February 20, 2013 By David Tenenbaum

An unusual exhibit focusing on cancer recovery through the lens of art and science has opened in the Biochemistry Department.

Photo: cells dividing

Cells are shown just after completing division in one of the works in the exhibit “Bioimaging: Domains and Dimensions,” opening Feb. 22 at the Biochemistry Addition. The green bundle between the pairs of daughter cells helps them separate. Image by Ahna Skop.

One goal of “Bioimaging: Domains and Dimensions: Healing through Art and Science: Cancer” is “to do a better job of showing the public what kind of science has gone on, and is going on, at Wisconsin,” says co-organizer Dave Nelson, professor emeritus of biochemistry.

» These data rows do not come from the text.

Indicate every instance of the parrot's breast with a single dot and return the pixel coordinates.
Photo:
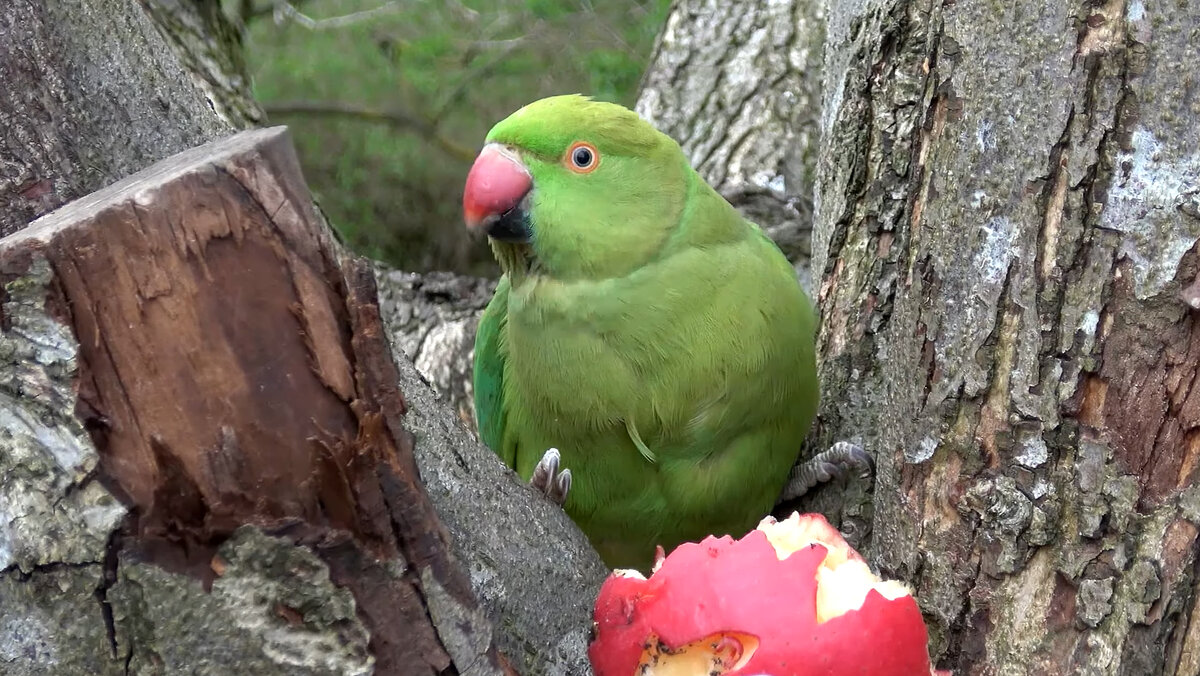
(678, 396)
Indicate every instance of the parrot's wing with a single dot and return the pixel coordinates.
(489, 371)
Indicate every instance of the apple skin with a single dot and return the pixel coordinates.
(748, 587)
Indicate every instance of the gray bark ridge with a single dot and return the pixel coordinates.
(1007, 234)
(82, 107)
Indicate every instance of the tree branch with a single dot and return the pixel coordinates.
(283, 11)
(395, 118)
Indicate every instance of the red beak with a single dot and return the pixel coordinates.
(496, 185)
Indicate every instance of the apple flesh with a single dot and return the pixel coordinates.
(790, 598)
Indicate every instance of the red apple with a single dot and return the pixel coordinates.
(791, 598)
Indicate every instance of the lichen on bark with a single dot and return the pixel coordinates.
(1005, 233)
(51, 509)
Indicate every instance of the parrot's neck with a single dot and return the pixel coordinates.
(516, 261)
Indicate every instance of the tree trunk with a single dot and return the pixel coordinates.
(1006, 231)
(81, 108)
(87, 109)
(241, 401)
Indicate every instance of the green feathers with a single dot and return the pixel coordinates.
(648, 331)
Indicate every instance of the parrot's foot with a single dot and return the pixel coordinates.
(549, 480)
(825, 466)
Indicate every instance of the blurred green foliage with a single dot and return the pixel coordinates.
(389, 101)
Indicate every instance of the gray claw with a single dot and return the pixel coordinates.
(549, 480)
(825, 466)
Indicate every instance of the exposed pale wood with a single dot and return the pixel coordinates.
(232, 375)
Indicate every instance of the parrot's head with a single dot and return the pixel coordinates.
(573, 187)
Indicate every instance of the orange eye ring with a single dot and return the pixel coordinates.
(582, 157)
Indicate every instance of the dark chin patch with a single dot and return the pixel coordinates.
(513, 226)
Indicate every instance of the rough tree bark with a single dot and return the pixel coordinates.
(82, 109)
(1006, 227)
(204, 425)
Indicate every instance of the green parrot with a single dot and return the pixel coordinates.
(648, 357)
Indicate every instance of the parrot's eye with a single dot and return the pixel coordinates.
(582, 157)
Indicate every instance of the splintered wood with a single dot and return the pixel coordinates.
(233, 370)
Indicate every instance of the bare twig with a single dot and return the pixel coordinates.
(394, 118)
(455, 95)
(285, 11)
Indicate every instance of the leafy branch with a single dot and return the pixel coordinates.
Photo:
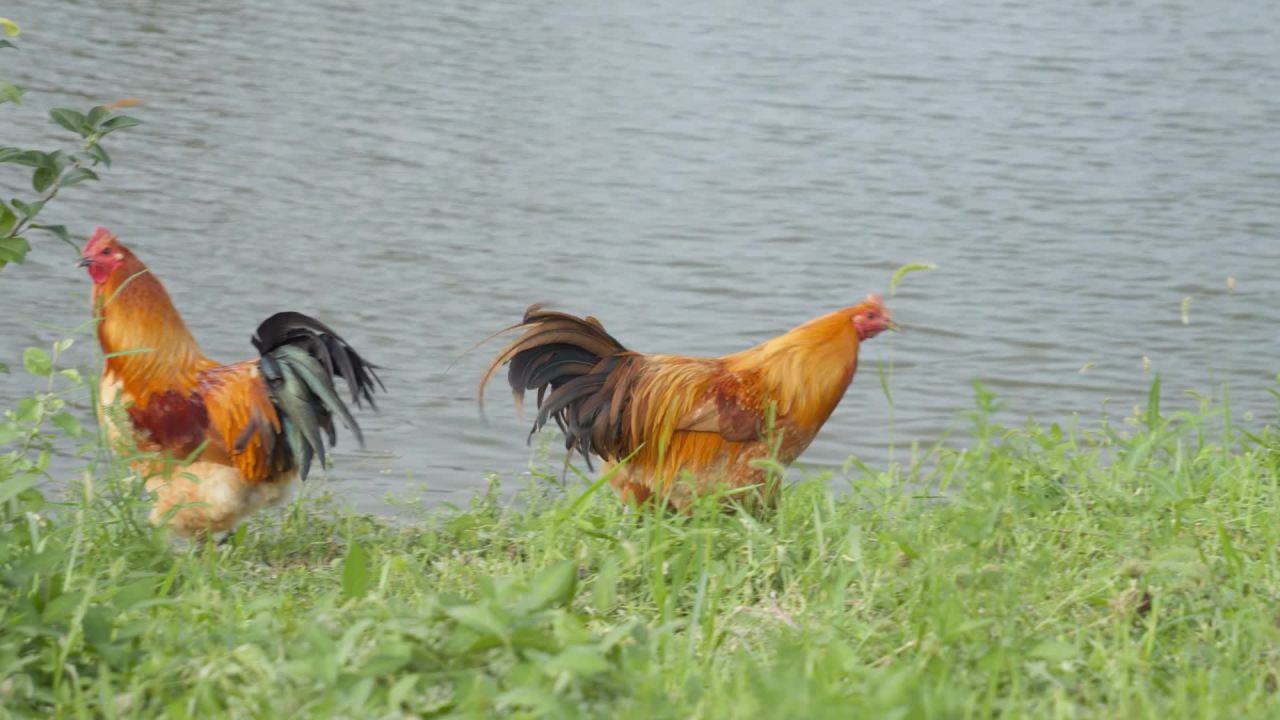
(51, 171)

An artwork by Madison artist Carol Bjerke that stretches 110 feet across one wall is her effort to make sense and meaning of her experience battling and surviving colon cancer. “Every three days while changing my ostomy appliance, I drew the circle of sealant and then photographed the prepared piece before placing it over my stoma” says Bjerke. “At the end of the year l had one hundred and twenty-two images to mark the rhythm of my existence.”

Images on the opposite wall highlight groundbreaking cancer research at UW–Madison and local biomedical companies. At McArdle Laboratory in the late 1940s, for example, Charles Heidelberger developed a method to label carcinogenic compounds with radioactive isotopes made available during the Manhattan Project that developed the atomic bomb.

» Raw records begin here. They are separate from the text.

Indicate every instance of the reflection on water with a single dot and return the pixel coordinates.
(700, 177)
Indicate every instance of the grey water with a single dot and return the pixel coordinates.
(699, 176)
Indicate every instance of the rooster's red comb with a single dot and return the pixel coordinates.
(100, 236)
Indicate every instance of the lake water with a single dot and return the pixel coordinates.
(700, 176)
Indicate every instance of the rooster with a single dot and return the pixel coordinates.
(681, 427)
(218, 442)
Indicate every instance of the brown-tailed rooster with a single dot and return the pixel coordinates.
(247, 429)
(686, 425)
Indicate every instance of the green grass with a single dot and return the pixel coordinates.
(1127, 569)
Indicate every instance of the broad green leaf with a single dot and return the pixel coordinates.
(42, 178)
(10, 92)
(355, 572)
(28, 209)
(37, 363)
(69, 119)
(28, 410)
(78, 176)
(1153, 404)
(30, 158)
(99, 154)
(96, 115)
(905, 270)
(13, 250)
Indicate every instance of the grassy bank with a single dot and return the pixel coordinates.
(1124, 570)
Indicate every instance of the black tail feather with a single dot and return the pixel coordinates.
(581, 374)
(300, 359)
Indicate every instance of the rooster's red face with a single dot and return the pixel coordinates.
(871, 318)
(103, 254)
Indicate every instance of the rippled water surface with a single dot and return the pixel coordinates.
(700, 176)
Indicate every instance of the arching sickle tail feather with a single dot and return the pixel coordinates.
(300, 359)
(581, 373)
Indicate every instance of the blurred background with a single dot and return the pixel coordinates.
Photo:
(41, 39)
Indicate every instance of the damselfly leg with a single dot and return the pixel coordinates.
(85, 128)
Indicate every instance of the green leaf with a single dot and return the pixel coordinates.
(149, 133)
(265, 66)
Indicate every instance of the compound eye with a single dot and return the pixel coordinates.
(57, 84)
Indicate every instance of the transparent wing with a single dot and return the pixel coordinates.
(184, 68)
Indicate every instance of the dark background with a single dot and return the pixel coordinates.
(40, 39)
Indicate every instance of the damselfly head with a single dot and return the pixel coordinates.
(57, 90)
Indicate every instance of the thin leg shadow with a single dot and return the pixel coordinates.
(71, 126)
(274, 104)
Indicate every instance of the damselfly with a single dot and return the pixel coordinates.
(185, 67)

“Heidelberger followed the compounds through healthy cells and discovered that the carcinogens bound to specific proteins; this was one of the first clues to how these agents work,” says Nelson. In the 1950s, Heidelberger identified a compound called 5FU that is still used to treat colon cancer.

Another set of images concentrates on the inherent beauty of scientific images. “We are including images generated in labs showing cancer cells, made with bright fluorescent probes,” says exhibit coordinator Olga Trubetskoy. “You can view them as pieces of art, but each is accompanied by a plain-language description of the scientific significance.”

The modern images also include a 3-D model of a protein that is the main target of 5FU. “What we hope people will see is that there is actually an artistic element to science, and that they have a lot to be proud of in their university,” says Nelson.

Future exhibits in “Bioimaging: Domains and Dimensions” will focus on model organisms like the fruit fly that are instrumental to biology and medicine. This fall, Nelson and Trubetskoy hope to bring “Beyond X-Rays,” a large exhibit from the Boston Museum of Science focused on technology such as MRI and CT scanning, another field of intense activity by UW–Madison researchers.

Mixing art, science and disease is not quite as strange as it sounds, says Nelson. “This exhibit is not just about cancer, it’s about recovery and survival; it’s about showing that the research done and exhibited here has contributed mightily to that survival.”

The exhibit will be open from 7:30 a.m. to 6 p.m. until March 31.